David Szauder n’est pas le premier à envisager une anomalie informatique comme une possibilité visuelle intéressante à exploiter. Quand le geek aux yeux cernés par une nuit à encoder un programme y verrait le signe d’une erreur et par conséquent d’un travail de longue haleine à recommencer, les artistes y ont vu une nouvelle forme d’esthétisation des images à l’ère numérique. Même le rappeur américain auto-centré Kanye West a eu recours à cette tendance pour son clip “Welcome to Heartbreak”, où il apparaît tout en compression numérique ratée, le visage pixelisé et fluo. On parle alors de Glitch Art ou de DataBending.

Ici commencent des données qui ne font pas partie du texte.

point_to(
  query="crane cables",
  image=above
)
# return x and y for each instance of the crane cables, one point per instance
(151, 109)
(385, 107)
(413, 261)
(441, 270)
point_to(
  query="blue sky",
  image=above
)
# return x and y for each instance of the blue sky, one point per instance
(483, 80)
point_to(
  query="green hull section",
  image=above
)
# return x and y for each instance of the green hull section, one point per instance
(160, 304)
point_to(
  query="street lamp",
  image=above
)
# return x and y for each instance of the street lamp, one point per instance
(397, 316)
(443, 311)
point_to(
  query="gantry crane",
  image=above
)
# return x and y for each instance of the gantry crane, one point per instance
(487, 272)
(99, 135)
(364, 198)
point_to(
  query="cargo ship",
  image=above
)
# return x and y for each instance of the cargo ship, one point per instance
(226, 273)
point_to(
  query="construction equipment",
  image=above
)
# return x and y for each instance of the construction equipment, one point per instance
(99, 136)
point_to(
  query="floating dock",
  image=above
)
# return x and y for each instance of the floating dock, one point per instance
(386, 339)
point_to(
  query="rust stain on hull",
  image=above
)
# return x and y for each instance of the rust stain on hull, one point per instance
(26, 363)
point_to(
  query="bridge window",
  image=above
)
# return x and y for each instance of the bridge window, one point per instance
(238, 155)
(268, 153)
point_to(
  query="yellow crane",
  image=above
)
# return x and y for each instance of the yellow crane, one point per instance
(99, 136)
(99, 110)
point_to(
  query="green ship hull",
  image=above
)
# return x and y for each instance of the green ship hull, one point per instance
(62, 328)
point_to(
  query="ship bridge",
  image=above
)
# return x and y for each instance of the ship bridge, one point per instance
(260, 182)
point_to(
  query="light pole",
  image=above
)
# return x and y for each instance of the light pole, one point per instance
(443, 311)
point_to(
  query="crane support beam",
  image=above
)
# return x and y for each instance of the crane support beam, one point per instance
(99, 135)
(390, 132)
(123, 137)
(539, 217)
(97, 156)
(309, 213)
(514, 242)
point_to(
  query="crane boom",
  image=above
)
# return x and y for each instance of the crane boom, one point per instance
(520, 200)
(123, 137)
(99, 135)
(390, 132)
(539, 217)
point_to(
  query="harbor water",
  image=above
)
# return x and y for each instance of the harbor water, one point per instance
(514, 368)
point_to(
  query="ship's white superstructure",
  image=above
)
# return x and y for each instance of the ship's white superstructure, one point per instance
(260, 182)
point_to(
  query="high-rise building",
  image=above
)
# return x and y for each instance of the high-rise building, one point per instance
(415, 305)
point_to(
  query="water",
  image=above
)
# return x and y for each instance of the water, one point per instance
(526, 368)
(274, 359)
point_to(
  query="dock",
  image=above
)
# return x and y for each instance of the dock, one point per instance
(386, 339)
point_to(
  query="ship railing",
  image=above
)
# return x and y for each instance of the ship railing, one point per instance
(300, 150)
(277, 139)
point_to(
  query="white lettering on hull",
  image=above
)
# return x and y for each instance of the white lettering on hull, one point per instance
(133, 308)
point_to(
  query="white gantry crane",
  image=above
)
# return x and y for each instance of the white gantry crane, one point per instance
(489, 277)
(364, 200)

Pour manipuler ses images et donner cette impression de bug, David Szauder a utilisé une application pour Androïd qu’il a lui même mise au point, Touch.gl, application qui participe au mouvement de Glitch Art. Elle lui permet de provoquer des anomalies dans les images, sans pouvoir les maîtriser. Le résultat donne ces portraits surréalistes, un peu comme, parfois, nos propres souvenirs, finalement.